Jordan Table of Contents
In the late 1980s, after years of internal labor shortages, Jordan faced a looming unemployment problem. Throughout the 1970s and 1980s, Jordan sustained a high average annual population growth rate of between 3.6 and 4 percent. This growth rate was augmented by about 0.5 percent per year because of immigration into Jordan from the Israeli-occupied West Bank. In 1985 the government calculated that the work force would grow 50 percent to 750,000 by 1990. In the late 1980s, this prediction was proving accurate; about 40,000 people were joining the domestic labor pool every year. A combination of GNP growth, increased worker efficiency, emigration, and attrition created jobs for most new workers, and unemployment was kept to about 9 percent.
Experts believed, however, that unemployment and underemployment would probably increase rapidly in the 1990s as the labor pool continued to grow more quickly than labor demand. In 1986 only about 20 percent of Jordanian citizens worked or sought work, a figure expected to grow dramatically as the youthful population aged. In addition, because of the recession in Saudi Arabia and the Gulf states caused by slumping oil prices, Jordanians who had been working abroad were repatriating and seeking work at home. The Ministry of Labor estimated that about 2,500 Jordanians returned from abroad in 1986. Another source, however, estimated the number of returning workers and their dependents at 35,000 in 1986. Moreover, women--who in 1986 made up only a little more than 12 percent of the working population but almost 50 percent of secondary school and college enrollment--were expected to attempt to join the labor force in growing numbers (see Women and Work , ch. 2). The work force had some elasticity in that approximately 150,000 foreign guest workers could be sent home and their jobs given to Jordanian citizens; but even if all guest workers were repatriated, unemployment would persist.

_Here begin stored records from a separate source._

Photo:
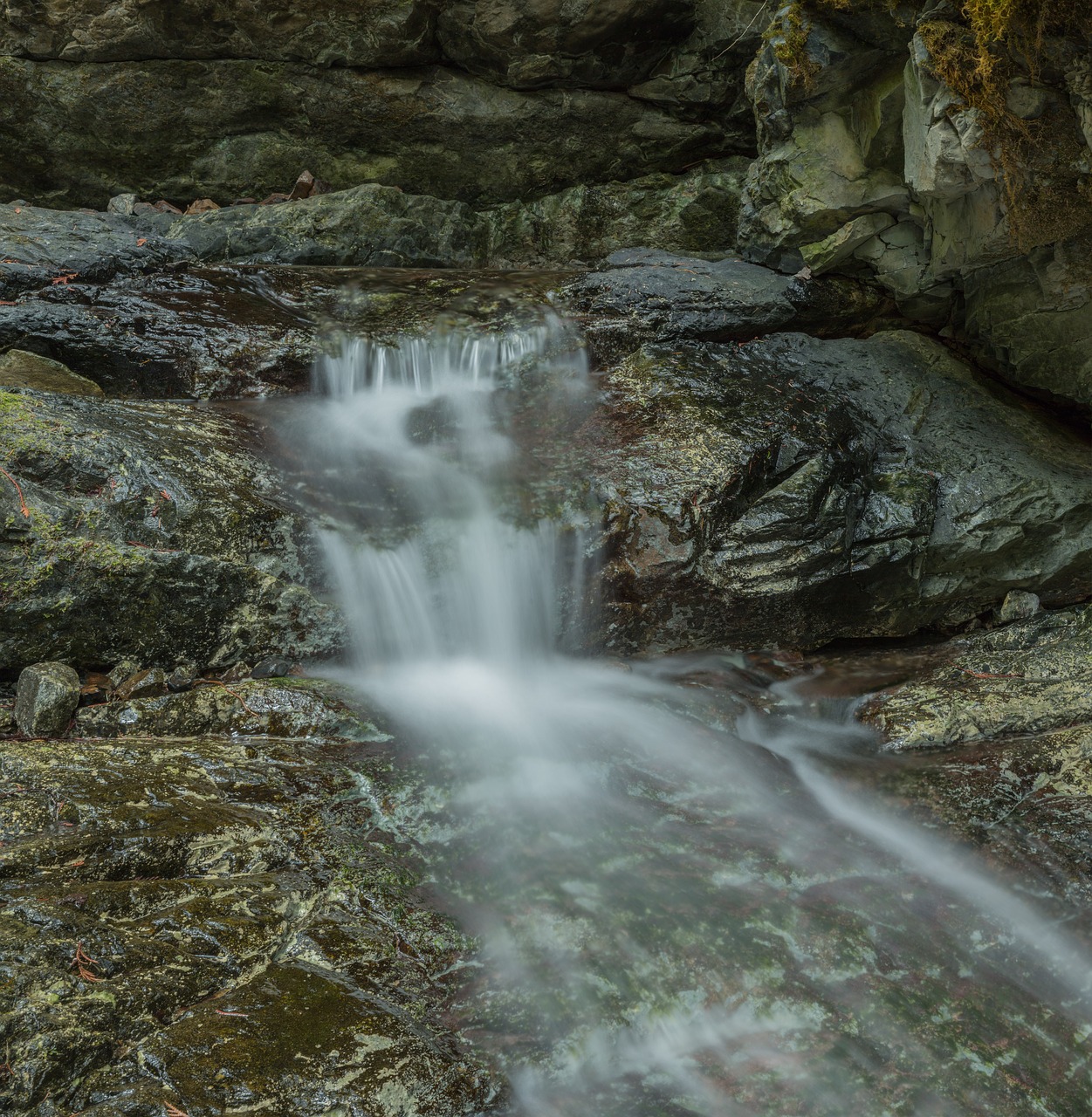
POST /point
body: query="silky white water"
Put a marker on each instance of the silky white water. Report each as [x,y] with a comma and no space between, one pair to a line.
[682,908]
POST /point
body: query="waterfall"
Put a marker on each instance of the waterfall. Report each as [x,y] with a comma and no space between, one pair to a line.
[682,908]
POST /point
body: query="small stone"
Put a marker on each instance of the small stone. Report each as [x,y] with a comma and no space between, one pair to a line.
[304,187]
[122,204]
[275,667]
[182,678]
[1019,606]
[46,699]
[148,684]
[19,369]
[126,669]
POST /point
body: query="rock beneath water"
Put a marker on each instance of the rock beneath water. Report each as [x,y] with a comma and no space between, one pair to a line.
[150,534]
[1027,678]
[610,44]
[795,490]
[244,944]
[46,699]
[285,709]
[19,369]
[649,295]
[405,127]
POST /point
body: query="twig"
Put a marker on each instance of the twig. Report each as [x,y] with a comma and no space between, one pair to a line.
[23,503]
[986,675]
[235,694]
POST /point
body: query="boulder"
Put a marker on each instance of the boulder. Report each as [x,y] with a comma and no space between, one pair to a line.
[796,490]
[609,44]
[46,699]
[20,369]
[331,32]
[186,130]
[148,534]
[282,709]
[648,295]
[1028,677]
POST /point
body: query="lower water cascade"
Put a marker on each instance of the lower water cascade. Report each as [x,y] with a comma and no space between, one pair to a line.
[685,901]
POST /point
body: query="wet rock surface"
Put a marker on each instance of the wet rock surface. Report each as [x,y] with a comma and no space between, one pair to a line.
[46,699]
[1028,677]
[826,489]
[208,924]
[146,531]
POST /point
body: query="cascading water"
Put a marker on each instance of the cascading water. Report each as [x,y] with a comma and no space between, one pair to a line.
[682,908]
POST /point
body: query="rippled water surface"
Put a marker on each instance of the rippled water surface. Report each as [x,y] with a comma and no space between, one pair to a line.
[683,905]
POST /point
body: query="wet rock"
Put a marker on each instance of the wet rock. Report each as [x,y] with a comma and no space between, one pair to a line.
[275,667]
[122,671]
[287,709]
[147,684]
[152,537]
[182,678]
[46,698]
[612,44]
[1019,606]
[793,490]
[19,369]
[1027,678]
[406,128]
[38,246]
[654,295]
[248,945]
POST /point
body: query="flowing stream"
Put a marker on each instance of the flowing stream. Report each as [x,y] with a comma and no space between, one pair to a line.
[683,906]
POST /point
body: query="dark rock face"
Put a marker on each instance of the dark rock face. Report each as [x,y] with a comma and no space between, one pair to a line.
[184,130]
[327,32]
[795,490]
[46,699]
[657,296]
[148,534]
[526,44]
[242,945]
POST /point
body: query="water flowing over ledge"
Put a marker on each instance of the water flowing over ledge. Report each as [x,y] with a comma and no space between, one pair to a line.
[683,905]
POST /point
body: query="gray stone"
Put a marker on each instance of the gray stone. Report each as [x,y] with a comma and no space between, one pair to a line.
[19,369]
[792,490]
[326,32]
[1019,606]
[525,45]
[186,130]
[46,699]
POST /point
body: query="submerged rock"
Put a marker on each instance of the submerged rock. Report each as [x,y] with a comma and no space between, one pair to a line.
[793,490]
[46,698]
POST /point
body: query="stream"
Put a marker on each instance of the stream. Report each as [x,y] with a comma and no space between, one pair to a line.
[685,901]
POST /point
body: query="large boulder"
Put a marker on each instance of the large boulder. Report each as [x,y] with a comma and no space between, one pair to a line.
[593,43]
[795,490]
[184,130]
[147,531]
[46,699]
[327,32]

By one estimate that did not include repatriating Jordanian workers, unemployment could grow to 30 percent of the work force in the 1990s in the absence of extraordinary government action. Therefore, although aware of the problems caused by labor emigration, the government remained far more concerned about unemployment--and declining remittances--than about the problem of emigration. As of 1989, the government had stated explicitly that it would continue to permit unrestricted worker emigration.